When generic drugs harm patients, can’t count on FDA; lawsuits play role
By Claire Prestel, Staff Attorney
On Tuesday the U.S. Supreme Court will hear argument in a case called Mutual Pharmaceutical Co. v. Bartlett, which will decide whether generic drug makers can be held responsible for the harm their products cause. Public Justice joined an amicus brief filed by the American Association for Justice because this case presents a critical access to justice issue for millions of American patients: the Supreme Court will decide whether patients injured by generic drugs can recover from the profitable drug companies that caused them harm, or whether the drug makers can force patients to bear all the costs of their drug-caused injuries.
The facts in the Bartlett case are tragic and help show why the issues are so important and the drug makers’ arguments so troubling. The plaintiff is a former secretary named Karen Bartlett. Ms. Bartlett visited her doctor in 2004 to seek treatment for shoulder pain, and her doctor prescribed a drug known generically as sulindac and manufactured by Mutual.

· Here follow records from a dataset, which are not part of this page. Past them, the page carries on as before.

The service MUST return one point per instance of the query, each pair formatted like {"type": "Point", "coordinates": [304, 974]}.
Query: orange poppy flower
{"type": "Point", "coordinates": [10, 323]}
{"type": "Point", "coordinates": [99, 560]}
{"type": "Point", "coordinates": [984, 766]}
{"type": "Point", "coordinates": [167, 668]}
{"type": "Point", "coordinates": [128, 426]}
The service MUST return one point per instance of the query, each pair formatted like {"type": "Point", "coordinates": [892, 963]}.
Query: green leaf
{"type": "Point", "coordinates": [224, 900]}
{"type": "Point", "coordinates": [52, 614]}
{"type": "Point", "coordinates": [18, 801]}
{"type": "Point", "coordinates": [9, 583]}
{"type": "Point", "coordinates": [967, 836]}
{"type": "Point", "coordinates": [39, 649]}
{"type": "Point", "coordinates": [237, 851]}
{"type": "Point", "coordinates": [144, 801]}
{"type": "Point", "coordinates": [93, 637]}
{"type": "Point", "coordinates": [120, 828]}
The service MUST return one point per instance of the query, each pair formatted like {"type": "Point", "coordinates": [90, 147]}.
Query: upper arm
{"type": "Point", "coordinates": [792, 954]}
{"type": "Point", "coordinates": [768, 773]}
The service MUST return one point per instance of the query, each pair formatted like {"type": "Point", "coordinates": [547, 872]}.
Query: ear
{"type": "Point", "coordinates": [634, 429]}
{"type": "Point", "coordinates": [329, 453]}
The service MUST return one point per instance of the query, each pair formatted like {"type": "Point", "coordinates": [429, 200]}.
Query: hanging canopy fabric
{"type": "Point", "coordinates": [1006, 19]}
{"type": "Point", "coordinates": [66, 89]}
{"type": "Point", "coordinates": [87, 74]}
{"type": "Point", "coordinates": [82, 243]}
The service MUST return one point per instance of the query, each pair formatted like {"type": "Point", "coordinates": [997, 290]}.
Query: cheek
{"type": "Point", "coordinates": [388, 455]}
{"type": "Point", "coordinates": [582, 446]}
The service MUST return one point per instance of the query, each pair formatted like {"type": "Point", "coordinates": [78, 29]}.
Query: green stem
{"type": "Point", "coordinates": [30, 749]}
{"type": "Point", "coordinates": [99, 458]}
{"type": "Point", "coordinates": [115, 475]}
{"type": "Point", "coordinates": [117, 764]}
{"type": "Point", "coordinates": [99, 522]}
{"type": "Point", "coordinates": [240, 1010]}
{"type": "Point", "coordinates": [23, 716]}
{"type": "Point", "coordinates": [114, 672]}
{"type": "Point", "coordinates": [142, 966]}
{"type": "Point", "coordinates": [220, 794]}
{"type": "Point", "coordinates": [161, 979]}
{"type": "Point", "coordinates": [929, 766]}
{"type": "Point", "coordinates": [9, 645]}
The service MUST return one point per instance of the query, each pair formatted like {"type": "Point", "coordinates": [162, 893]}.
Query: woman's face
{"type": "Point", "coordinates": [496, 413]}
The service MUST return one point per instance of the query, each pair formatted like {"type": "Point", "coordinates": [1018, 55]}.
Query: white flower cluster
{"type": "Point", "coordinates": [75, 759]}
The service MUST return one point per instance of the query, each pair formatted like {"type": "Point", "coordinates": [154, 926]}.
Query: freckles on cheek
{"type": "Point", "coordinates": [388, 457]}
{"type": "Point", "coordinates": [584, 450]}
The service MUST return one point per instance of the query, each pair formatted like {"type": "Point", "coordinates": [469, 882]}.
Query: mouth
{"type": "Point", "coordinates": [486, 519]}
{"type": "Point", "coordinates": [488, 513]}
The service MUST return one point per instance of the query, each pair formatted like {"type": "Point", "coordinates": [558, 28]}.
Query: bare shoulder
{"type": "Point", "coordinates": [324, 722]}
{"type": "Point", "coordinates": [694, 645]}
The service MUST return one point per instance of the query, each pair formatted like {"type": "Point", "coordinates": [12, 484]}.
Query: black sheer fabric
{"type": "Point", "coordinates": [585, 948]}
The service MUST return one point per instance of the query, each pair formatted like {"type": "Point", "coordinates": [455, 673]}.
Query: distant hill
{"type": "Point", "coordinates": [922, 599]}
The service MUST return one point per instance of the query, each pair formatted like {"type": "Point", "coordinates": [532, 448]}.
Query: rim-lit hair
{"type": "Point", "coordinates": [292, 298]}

Sulindac caused Ms. Bartlett to develop a terrifying condition called Stevens-Johnson Syndrome/toxic epidermal necrolysis (SJS/TEN). Sixty to sixty-five percent of the surface of Ms. Bartlett’s body deteriorated, burned off, or turned into an open wound. She survived but is severely disfigured, has a number of physical disabilities, and is nearly blind.
Ms. Bartlett sued Mutual for some of her damages, and after hearing evidence that sulindac is more likely to cause SJS/TEN than any other pain medication in its category, and that sulindac is no more effective than similar drugs, a New Hampshire jury found Mutual liable. The jury decided that sulindac is “unreasonably dangerous” because its risks outweigh its benefits.
Like the jury (and me), you may think this sounds like a pretty straightforward case. But on Tuesday, Mutual will argue to the Supreme Court that Ms. Bartlett should recover nothing, and should never even have been allowed to get to a jury, because federal law gives the company complete immunity. Mutual’s theory is that the jury held it liable under New Hampshire law for failing to change sulindac’s “design” and that Mutual can’t change the design because federal law requires it to make sulindac just like its brand-name counterpart.
Mutual’s arguments are wrong, illogical, and deeply troubling as a matter of public policy. The drug company’s arguments are wrong for all the reasons given in Ms. Bartlett’s brief, but most obviously because the jury held Mutual liable for selling an unreasonably dangerous drug, not for failing to change the drug’s design.
Mutual’s arguments also seem illogical: Under the drug company’s theory, you would think New Hampshire could impose a stricter rule — requiring every drug company to pay every patient who experiences a side effect. That rule wouldn’t even arguably have to do with drug design, so it couldn’t run afoul of the federal law Mutual cites. And if federal law allows absolute liability, how can it logically preempt New Hampshire’s narrower, unreasonably dangerous rule?
The policy implications of Mutual’s immunity argument are also deeply troubling. For one thing, if Mutual is immune from liability, then even though it sold the drug that caused Ms. Bartlett’s injuries and (presumably) profits from the drug’s sale, it won’t have to contribute a dime toward Ms. Bartlett’s costs. For another, if drug companies like Mutual are immune from liability, then they won’t have the same incentive to examine their drugs’ dangers and take those dangers seriously. As the New York Times stated in its editorial about the case, we need lawsuits “as deterrents to negligence or wrongdoing.”
In case you’re wondering why the Food and Drug Administration can’t take care of safety, sulindac’s story provides some good answers.
FDA reviewed data related to sulindac back in 1978, when it approved the drug’s branded version. The studies available then indicated that the drug’s side effects were “relatively mild.” Data about the SJS/TEN risk accumulated only after FDA approval, and it took years for the under-resourced FDA to realize what was happening. The agency didn’t recommend a stronger warning until 2005, after Ms. Bartlett was injured and more than 25 years after the drug was first approved.
The reality is that FDA can’t do all the work of surfacing drug risks alone. Lawsuits play an important role. They help bring risks to FDA’s attention and force drug companies to internalize some of the related costs so that they take the risks seriously.
We need lawsuits and a strengthened FDA. Let’s hope the Supreme Court sees it the same way.